Atomwaffen und internationales Recht

Atomwaffen auf dem Prüfstand des völkerrechtlich garantierten „Right to life“

von Dr. Volkert Ohm
Hintergrund
Hintergrund

Bei der völkerrechtlichen Beurteilung von Atomwaffen stehen zumeist die Grundsätze und Vorschriften des für bewaffnete Konflikte verbindlichen Rechts – allgemein als „Humanitäres Völkerrecht“ bezeichnet – im Vordergrund. Auch der Internationale Gerichthof (IGH) hat in seinem Rechtsgutachten von 1996 das Humanitäre Völkerrecht in das Zentrum seiner Erwägungen gestellt. Es gibt daneben aber eine weitere Quelle des Rechts, deren Bedeutung gleichfalls berücksichtigt und in internationalen Kampagnen auch benannt werden sollte: die Internationalen Menschenrechte.

Um die Bedeutung der Menschenrechte in völkerrechtlicher Hinsicht zu erfassen, werfen wir einen kurzen Blick auf deren Entwicklung: Die Menschenrechte sind keine Errungenschaft des 20. Jahrhunderts.
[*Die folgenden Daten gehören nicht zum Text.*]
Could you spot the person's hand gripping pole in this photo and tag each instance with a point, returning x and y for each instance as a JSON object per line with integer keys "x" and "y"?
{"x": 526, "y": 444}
In der Geschichte Europas reichen ihre Wurzeln zurück ins Mittelalter.

Die Menschenrechte haben sich im Laufe der Jahrhunderte entwickelt und ausgeprägt als Rechte der Untertanen gegenüber den sie jeweils beherrschenden Autoritäten. Historiker*innen nennen als erste bedeutsame Urkunde, in welcher Freiheitsrechte von Untertanen verbrieft wurden, die Magna Charta Libertatum, die vom englischen König Johann Ohneland 1215 unterzeichnet wurde. Ein weiteres Dokument für die neuzeitliche Entwicklung der Menschen- und Freiheitsrechte in Europa sind die Zwölf Artikel der Bauernschaft, in denen die Bauern während ihrer Aufstände Anfang des 16. Jahrhundert gegenüber dem Schwäbischen Bund ihre Forderungen formulierten. Nach weiteren Etappen wurden die Menschenrechte schließlich in der von der französischen Nationalversammlung 1789 beschlossenen Erklärung der Menschen- und Bürgerrechte ausführlicher formuliert und fanden im Anschluss an die Französische Revolution schrittweise Eingang in die nationalen Verfassungen, z.B. in den Grundrechtskatalog der Frankfurter Reichsverfassung von 1848. Sie wurden damit Bestandteile des nationalen Verfassungsrechtes.

In der Entwicklung des internationalen Rechtes, also des modernen Völkerrechts, spielten die Menschenrechte zunächst nur eine eher untergeordnete Rolle. Erst durch die massenhafte Ermordung von Zivilpersonen („Nichtkombattanten“) während des 2. Weltkrieges und der folgenden Kriege traten die Menschenrechte als eigenständiger Bereich des Völkerrechts in Erscheinung. Dieser Schritt hat eine Bedeutung, die häufig unterschätzt wird:

Der Umgang der im Krieg befindlichen Streitkräfte mit der Zivilbevölkerung war bis dahin eine Angelegenheit, die im Völkerrecht ausschließlich zwischen Staaten als Rechtssubjekten (Trägern von Rechten und Pflichten) geregelt wurde. Einzelne Menschen und Gruppen von Menschen waren lediglich Objekte der im sogenannten „Humanitären Völkerrecht“ enthaltenen Regeln von Rücksichtnahme und Schonung, die mit der Entwicklung von Artillerie- und Massenvernichtungswaffen Ende des 19. Jahrhunderts verhandelt wurden.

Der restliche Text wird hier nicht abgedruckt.